Legal gender affirmation is the process of changing your name and/ or gender marker on legal documents, such as your birth certificate and driver’s license. In NSW, your gender marker can be male, female, or other gender. This is an incredible update that opens up legal affirmation to more NBGQ people. However, this change currently requires the individual to have undergone at least one gender affirming surgery. While there are differences between NBGQ and BT groups in desire for gender affirming healthcare, NBGQ participants that do hope to access these services are less likely to have done so. Because fewer NBGQ people have access to these interventions, and not all NBGQ actually want gender-affirming surgery, it is impossible for many NBGQ to have their gender and name changed legally. This can be detrimental to their mental health and can result in a reluctance to access healthcare resources, apply for new jobs, or generally socialize in unfamiliar settings. This is also relevant for many BT people, but they are both more likely to desire gender affirming surgery and more likely to have already had surgery.

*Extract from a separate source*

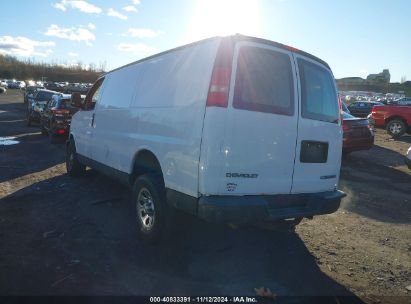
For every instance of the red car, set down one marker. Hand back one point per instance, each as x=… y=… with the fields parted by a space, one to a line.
x=357 y=134
x=396 y=119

Considering the barriers NBGQ people face, it’s not surprising that NBGQ people in NSW are less likely than BT people to be socially, legally, or physically affirmed in their gender. Assuming that all gender diverse people want or able to access gender affirming surgery is discriminatory and insensitive. Policies that result in fewer barriers to legal gender affirmation wouldn’t just be good for enbies, as BT people would also benefit.
Pressuring someone to make the choice between potentially unnecessary or inaccessible surgery, and being unable to change their gender markers, is no small decision. Legal, social, and medical affirmation should be available to all people in whatever capacity is appropriate for them. NBGQ people are frequently told that they are not real. Like the ever-present plight of bi-erasure, we are often told to pick a side – and we shouldn’t have to.
It’s important, as policies and norms evolve, that we keep in mind that all aspects of gender affirmation should be available to gender diverse people. With fairer policies and more educated healthcare workers, NBGQ people can work with their doctors and psychologists to make decisions around gender affirmation that are right for them. If we aren’t gathering sufficient gender research, this community will continue to be underserved as we don’t really understand their needs. As long as healthcare workers aren’t required to have gender diversity training, enbies will continue to be misgendered and feel unwelcome.